In terms of other forms of music consumption, beyond the 32% on streaming services and 32% on video and social platforms, 17% of consumption came via the good old fashioned radio, 10% is from music purchased on disc or download, 4% is from live music and 6% from other things like TV.
The live music figure also includes livestreaming. Of those surveyed, 32% said they had watched some live-streamed music in the last month. Engagement with livestreams was highest in Brazil, Mexico, South Africa, Argentina and South Korea.
The IFPI report also talks about the positive impact of music on health. 69% of respondents said that music is important to their mental health, and the same number reckoned music was particularly important when they exercise.
Talking about health, what about the health of the record industry? Obviously, all that streaming has powered a lot of revenue growth in the recorded music business in recent years, although what about all that piracy that caused plenty of health problems for the sector in the 2000s and early 2010s?
Well, while piracy isn’t the big problem it was in the early days of digital, the IFPI survey found that 30% of respondents are still accessing music via unlicensed platforms, and that goes up to 43% among 16-24 year olds. 27% had used stream-ripping sites to access music and 17% had used a mobile app to illegally download music. Which is very naughty indeed. I mean, can’t they just watch a musical TikTok video and be happy?

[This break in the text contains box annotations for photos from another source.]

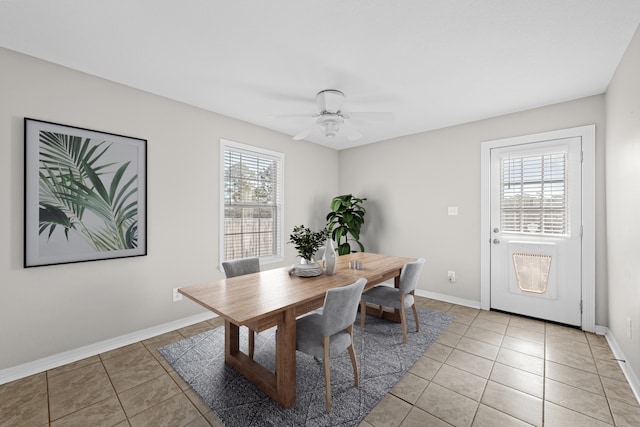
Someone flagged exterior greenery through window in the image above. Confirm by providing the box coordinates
[220,140,284,262]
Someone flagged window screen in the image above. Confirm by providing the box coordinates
[221,140,284,261]
[500,152,569,235]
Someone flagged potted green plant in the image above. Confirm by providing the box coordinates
[287,225,329,264]
[327,194,367,255]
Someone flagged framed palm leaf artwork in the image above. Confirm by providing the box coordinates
[24,118,147,267]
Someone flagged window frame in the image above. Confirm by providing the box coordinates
[218,138,285,269]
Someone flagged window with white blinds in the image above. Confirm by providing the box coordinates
[500,152,569,235]
[220,140,284,262]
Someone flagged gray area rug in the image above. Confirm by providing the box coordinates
[159,308,453,427]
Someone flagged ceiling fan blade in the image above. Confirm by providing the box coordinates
[293,125,317,141]
[346,111,395,123]
[267,114,317,119]
[340,122,362,141]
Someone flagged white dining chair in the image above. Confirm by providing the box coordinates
[360,258,425,344]
[296,278,367,412]
[222,257,260,359]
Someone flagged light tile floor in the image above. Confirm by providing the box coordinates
[0,298,640,427]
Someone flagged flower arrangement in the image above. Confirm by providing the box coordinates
[287,225,329,261]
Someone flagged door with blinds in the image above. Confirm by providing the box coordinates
[491,137,582,326]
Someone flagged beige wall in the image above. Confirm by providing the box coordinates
[340,95,608,325]
[0,49,338,370]
[606,25,640,382]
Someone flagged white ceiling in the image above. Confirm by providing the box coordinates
[0,0,640,149]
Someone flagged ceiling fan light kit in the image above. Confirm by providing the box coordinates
[281,89,393,141]
[316,113,344,138]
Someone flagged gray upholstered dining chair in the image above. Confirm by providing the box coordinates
[296,278,367,412]
[360,258,425,344]
[222,258,260,359]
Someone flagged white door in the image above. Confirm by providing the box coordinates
[490,137,582,326]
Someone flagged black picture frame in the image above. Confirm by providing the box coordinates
[24,117,147,268]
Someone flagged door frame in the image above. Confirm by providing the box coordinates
[480,125,596,332]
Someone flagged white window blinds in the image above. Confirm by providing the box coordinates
[221,140,284,261]
[500,152,569,235]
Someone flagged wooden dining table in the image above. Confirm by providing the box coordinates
[178,252,416,408]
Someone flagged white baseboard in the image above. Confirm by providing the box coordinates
[0,312,217,385]
[416,289,480,308]
[596,326,640,403]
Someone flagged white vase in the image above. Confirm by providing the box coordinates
[322,237,337,276]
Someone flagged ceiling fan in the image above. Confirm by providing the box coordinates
[275,89,393,141]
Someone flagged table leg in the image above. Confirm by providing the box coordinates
[224,320,240,359]
[224,309,296,408]
[276,309,296,408]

Commenting on the latest ‘Engaging With Music’ report, IFPI boss Frances Moore says: “This year’s ‘Engaging With Music’ report paints a fascinating picture of how fans around the globe listen and engage with music today. It shows the results of record companies’ partnership with artists and their work to harness new technologies to connect fans with their favourite tracks in even more ways”.
“We continue our work to ensure that those seeking to profit from unlicensed and unauthorised music can’t threaten the vibrancy of a music ecosystem that is essential to artists and fans”, she adds. “‘Engaging With Music 2022’ serves as a healthy and celebratory reminder of the true global importance and value of music and the need to protect and support it”.